FIG. 4 is a longitudinal sectional view along an axial direction of an actuator according to a second embodiment of the present invention.

FIG. 5 is a partially enlarged longitudinal sectional view of the actuator shown in FIG. 4;

FIG. 6 is a side view as seen from the direction of arrow B in FIG. 4;

FIG. 7 is a plan view of the actuator shown in FIG.

FIG. 8 is a longitudinal sectional view along an axial direction of an actuator according to a third embodiment of the present invention.

FIG. 9 is a longitudinal sectional view taken along line IX-IX of FIG. 8;

FIG. 10 is a side view as seen from the direction of arrow C in FIG. 8;

FIG. 11 is a partially omitted longitudinal sectional view of an actuator according to a fourth embodiment of the present invention.

12 is an operation explanatory view of a vacuum pressure balance device attached to the actuator shown in FIG.

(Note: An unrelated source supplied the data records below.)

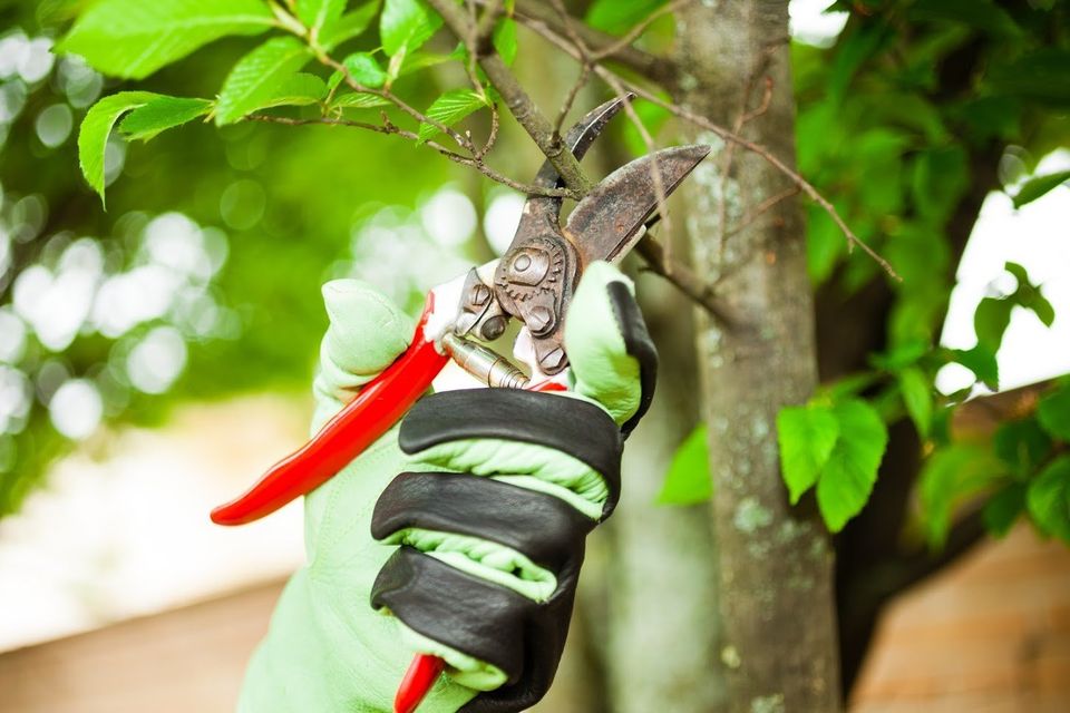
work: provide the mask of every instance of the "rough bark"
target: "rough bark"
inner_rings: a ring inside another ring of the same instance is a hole
[[[786,2],[689,6],[679,14],[677,84],[679,100],[732,126],[761,105],[768,77],[768,107],[742,131],[794,163],[787,36]],[[726,710],[836,711],[833,550],[815,514],[789,507],[776,441],[778,410],[805,401],[817,380],[799,205],[781,201],[767,219],[732,233],[748,211],[790,184],[746,153],[736,152],[729,166],[729,149],[716,136],[690,138],[714,147],[685,188],[694,267],[719,282],[736,320],[726,330],[696,313],[714,478]]]
[[[712,526],[703,506],[655,504],[677,446],[698,420],[689,302],[654,276],[639,291],[661,368],[651,410],[629,439],[625,491],[610,520],[610,710],[709,713],[724,699]]]

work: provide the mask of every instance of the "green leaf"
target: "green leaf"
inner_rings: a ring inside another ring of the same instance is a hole
[[[407,55],[405,57],[405,61],[401,64],[401,71],[398,72],[398,75],[411,75],[421,69],[437,67],[438,65],[444,65],[456,59],[457,58],[453,53],[439,55],[432,52],[416,52],[415,55]]]
[[[984,344],[977,344],[969,350],[953,349],[951,353],[954,361],[972,371],[977,381],[992,389],[992,391],[999,390],[1000,367],[995,361],[995,352]]]
[[[377,12],[379,12],[379,0],[366,2],[352,12],[347,12],[338,22],[323,28],[320,32],[320,47],[330,51],[346,40],[357,37],[368,29]]]
[[[453,126],[457,121],[471,114],[473,111],[487,106],[483,97],[471,89],[451,89],[447,91],[427,108],[424,114],[429,119],[435,119],[446,126]],[[430,124],[420,124],[420,140],[426,141],[439,133],[439,129]]]
[[[623,35],[665,0],[595,0],[587,9],[587,25],[603,32]]]
[[[911,420],[923,437],[928,436],[933,424],[933,384],[921,369],[911,367],[899,372],[899,389],[903,404]]]
[[[318,38],[324,27],[331,27],[342,17],[346,0],[296,0],[295,6],[298,18],[312,31],[312,37]]]
[[[784,482],[791,505],[814,487],[839,438],[839,422],[827,406],[786,407],[777,414]]]
[[[1040,287],[1029,281],[1029,274],[1025,272],[1025,268],[1018,263],[1011,262],[1005,263],[1003,267],[1006,272],[1014,275],[1014,279],[1018,281],[1018,290],[1011,295],[1014,303],[1027,310],[1031,310],[1033,314],[1037,315],[1037,319],[1043,322],[1044,326],[1051,326],[1052,322],[1056,321],[1056,309],[1051,306],[1051,302],[1040,292]]]
[[[883,354],[872,354],[869,362],[877,369],[899,371],[917,363],[917,360],[924,356],[928,352],[928,343],[924,340],[906,340]]]
[[[387,72],[382,70],[379,62],[371,52],[356,52],[342,60],[346,69],[358,84],[378,89],[387,84]]]
[[[1070,544],[1070,456],[1044,468],[1030,484],[1025,500],[1041,531]]]
[[[833,407],[839,438],[817,484],[817,505],[833,533],[858,515],[869,499],[888,431],[877,411],[858,399]]]
[[[973,312],[973,331],[977,334],[977,344],[984,345],[993,354],[1000,351],[1003,333],[1011,323],[1014,303],[1010,300],[984,297]]]
[[[857,395],[858,392],[868,389],[876,380],[876,373],[872,371],[860,371],[840,377],[831,383],[821,384],[818,387],[817,392],[831,401],[843,401],[848,397]]]
[[[1070,49],[1044,47],[1004,65],[998,64],[1000,59],[993,56],[986,76],[996,94],[1056,108],[1070,107]]]
[[[955,507],[991,487],[1003,473],[1002,463],[973,443],[954,443],[930,456],[918,488],[930,547],[943,547]]]
[[[911,189],[918,213],[942,223],[970,186],[966,152],[957,145],[922,150],[914,159],[912,178]]]
[[[1032,203],[1068,180],[1070,180],[1070,170],[1060,170],[1058,173],[1030,178],[1022,185],[1021,189],[1014,194],[1014,207],[1020,208],[1028,203]]]
[[[371,109],[372,107],[385,107],[389,104],[390,102],[382,97],[377,97],[373,94],[350,91],[334,97],[331,107],[340,109]]]
[[[315,104],[327,95],[327,82],[303,71],[286,77],[275,91],[265,97],[257,107],[303,107]]]
[[[992,446],[1012,472],[1028,476],[1051,451],[1051,439],[1035,419],[1019,419],[1000,426],[992,437]]]
[[[1070,442],[1070,384],[1041,399],[1037,420],[1056,438]]]
[[[989,533],[995,537],[1004,537],[1024,510],[1025,484],[1011,482],[984,504],[981,518]]]
[[[938,0],[911,8],[916,20],[946,20],[973,27],[996,37],[1020,37],[1022,28],[993,0]]]
[[[223,82],[215,107],[218,126],[269,106],[283,84],[312,59],[295,37],[275,37],[242,57]]]
[[[658,136],[658,133],[665,125],[665,121],[672,116],[669,109],[664,109],[646,100],[632,102],[632,108],[635,110],[635,115],[639,116],[639,120],[643,123],[643,126],[646,127],[646,130],[653,137]],[[646,155],[646,143],[643,141],[642,135],[632,121],[622,124],[621,131],[624,136],[624,143],[628,144],[628,149],[632,155]]]
[[[706,424],[700,423],[677,449],[665,473],[665,482],[658,494],[658,504],[694,505],[709,500],[713,495],[706,437]]]
[[[387,0],[379,18],[382,51],[393,57],[419,49],[442,25],[442,18],[432,12],[422,0]]]
[[[516,59],[516,20],[502,18],[494,28],[494,49],[506,65]]]
[[[159,97],[134,109],[119,125],[128,139],[147,141],[160,131],[202,117],[212,110],[208,99]]]
[[[81,175],[100,196],[104,204],[104,153],[108,146],[111,127],[119,117],[143,107],[162,95],[152,91],[120,91],[97,101],[86,113],[78,129],[78,163]]]
[[[227,35],[276,25],[261,0],[100,0],[57,47],[106,75],[142,79]]]

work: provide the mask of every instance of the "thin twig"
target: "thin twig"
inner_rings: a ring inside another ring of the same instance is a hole
[[[454,4],[453,0],[428,0],[428,3],[435,8],[435,11],[442,16],[446,26],[461,41],[470,37],[469,22],[465,12]],[[572,152],[565,147],[564,141],[558,137],[554,139],[554,127],[538,110],[535,102],[527,95],[516,77],[505,66],[502,58],[496,52],[486,55],[479,53],[480,48],[468,47],[468,51],[476,55],[476,60],[483,67],[487,78],[494,88],[498,90],[505,101],[505,106],[516,119],[527,135],[532,137],[538,149],[546,156],[546,159],[557,169],[557,174],[566,186],[573,191],[586,194],[591,191],[591,180],[583,175],[580,168],[580,162],[572,155]]]
[[[667,14],[670,14],[672,12],[675,12],[677,10],[682,10],[684,7],[691,4],[692,2],[694,2],[694,0],[675,0],[674,2],[669,2],[667,4],[661,6],[660,8],[658,8],[650,14],[648,14],[645,18],[640,20],[638,23],[635,23],[635,26],[633,26],[632,29],[630,29],[628,32],[621,36],[621,39],[616,40],[615,42],[610,42],[609,45],[605,45],[604,47],[590,52],[588,57],[596,62],[602,61],[603,59],[613,57],[624,48],[631,47],[632,42],[638,40],[643,35],[643,32],[649,30],[650,26],[653,25],[655,21],[658,21],[660,18]],[[566,27],[571,26],[571,22],[567,22],[567,21],[563,21],[563,23]]]
[[[408,129],[402,129],[399,126],[396,126],[389,121],[385,120],[383,124],[370,124],[368,121],[356,121],[353,119],[335,118],[329,116],[321,116],[308,119],[298,119],[286,116],[273,116],[268,114],[250,114],[245,117],[246,121],[261,121],[264,124],[283,124],[285,126],[309,126],[309,125],[324,125],[324,126],[348,126],[352,128],[360,128],[368,131],[374,131],[376,134],[385,134],[388,136],[400,136],[401,138],[409,139],[411,141],[421,141],[420,136],[415,131]],[[428,148],[431,148],[438,152],[440,155],[445,156],[455,164],[460,164],[461,166],[468,166],[469,168],[475,168],[487,178],[500,183],[504,186],[508,186],[514,191],[518,191],[526,195],[538,195],[538,196],[551,196],[557,198],[577,198],[574,191],[568,188],[544,188],[539,186],[534,186],[531,184],[521,183],[509,178],[505,174],[492,168],[481,158],[476,158],[474,156],[464,156],[456,152],[451,152],[441,144],[429,140],[422,141]]]
[[[350,89],[352,89],[353,91],[358,91],[358,92],[361,92],[361,94],[370,94],[370,95],[374,95],[374,96],[377,96],[377,97],[379,97],[379,98],[381,98],[381,99],[386,99],[387,101],[389,101],[389,102],[392,104],[393,106],[398,107],[399,109],[401,109],[403,113],[408,114],[410,117],[412,117],[414,119],[416,119],[416,120],[419,121],[420,124],[428,124],[428,125],[434,126],[435,128],[437,128],[437,129],[438,129],[439,131],[441,131],[442,134],[446,134],[446,135],[449,136],[451,139],[454,139],[454,140],[457,143],[458,146],[460,146],[461,148],[464,148],[464,149],[467,150],[468,153],[474,154],[474,153],[476,152],[476,147],[471,144],[471,140],[469,140],[469,139],[468,139],[467,137],[465,137],[463,134],[460,134],[459,131],[457,131],[457,130],[455,130],[455,129],[446,126],[446,125],[442,124],[441,121],[438,121],[438,120],[436,120],[436,119],[430,118],[429,116],[425,115],[424,113],[419,111],[418,109],[412,108],[412,107],[409,106],[405,100],[402,100],[401,97],[397,96],[397,95],[393,94],[392,91],[390,91],[390,90],[388,90],[388,89],[372,89],[371,87],[366,87],[364,85],[362,85],[362,84],[360,84],[359,81],[357,81],[356,78],[353,78],[353,75],[349,71],[349,68],[348,68],[348,67],[346,67],[344,65],[342,65],[340,61],[335,60],[335,59],[332,58],[332,57],[329,57],[329,56],[327,56],[327,55],[320,55],[320,56],[319,56],[319,60],[320,60],[320,62],[322,62],[323,65],[327,65],[327,66],[330,67],[331,69],[341,72],[341,75],[342,75],[342,80],[343,80],[343,81],[346,82],[346,85],[347,85]]]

FIG. 13 is an operation explanatory view of a vacuum pressure balance device attached to the actuator shown in FIG. 11;

[Explanation of symbols]

10, 100, 200, 300 Actuator 12 Actuator body 14a, 14b Drive unit 16 Slider 18, 116, 33
8 Mounting plate 20, 324 Bellows 24 Rotation drive source 46, 114 Nut member 48, 102, 20
6 Feed screw shaft 52 Rod member 54a, 54b Pressure fluid inlet / outlet port 58, 208, 320a, 320b Piston 60, 202 Piston rod 66a, 66b Bush 68 Chamber 72 Vacuum pressure source 74 Vacuum port 76, 326, 32
8, 330 passage 78 vacuum chamber 126 sealing mechanism 130 sealing member 132 tube member 302 vacuum pressure balance device 304 output port 306 vacuum introduction port 308 atmospheric communication port 312 spool valve 316a, 316b
... pressure chamber 322 ... spring 332 ... vacuum pump

 ──────────────────────────────────────────────────続 き Continuing from the front page (72) Inventor Masaki Miyahara 4-2-2 Kinudai, Yawaharamura, Tsukuba-gun, Ibaraki Prefecture F-term in Tsukuba Technical Center, SMC Corporation 3J062 AA28 AB21 AC07 BA16 CD02 CD23

Claims (4)

[Claims] 1. An actuator having a slider displaceably provided under a driving action of a driving unit, comprising: a mounting plate for mounting an actuator body such that the slider faces a vacuum chamber; and a driving action of the driving unit. A drive rod for displacing the slider below; and a bellows surrounding the drive rod and mounted between the slider and a mounting plate to form a closed chamber. An actuator that is evacuated via a vacuum pressure supply connected to a vacuum port of the plate. 2. The actuator according to claim 1, wherein
The drive rod includes a feed screw shaft having one end protruding from a mounting plate connected to a slider, a screw portion screwed to the feed screw shaft is formed, and a seal member that rotates as the feed screw shaft advances and retreats. The gap between the mounting plate and the feed screw shaft is sealed by the seal. 3. The actuator according to claim 1, wherein the actuator is provided with a vacuum pressure balance device for balancing the vacuum pressure in the bellows chamber in accordance with the vacuum pressure in the vacuum chamber. Actuator. 4. The actuator according to claim 3, wherein the vacuum pressure balance device has a spool valve disposed between a first chamber communicating with the vacuum chamber and a second chamber communicating with the bellows chamber. The actuator is characterized in that the supply of the vacuum pressure and the supply of the atmospheric pressure to the bellows chamber are switched by the displacement of the spool valve based on the pressure difference between the first chamber and the second chamber.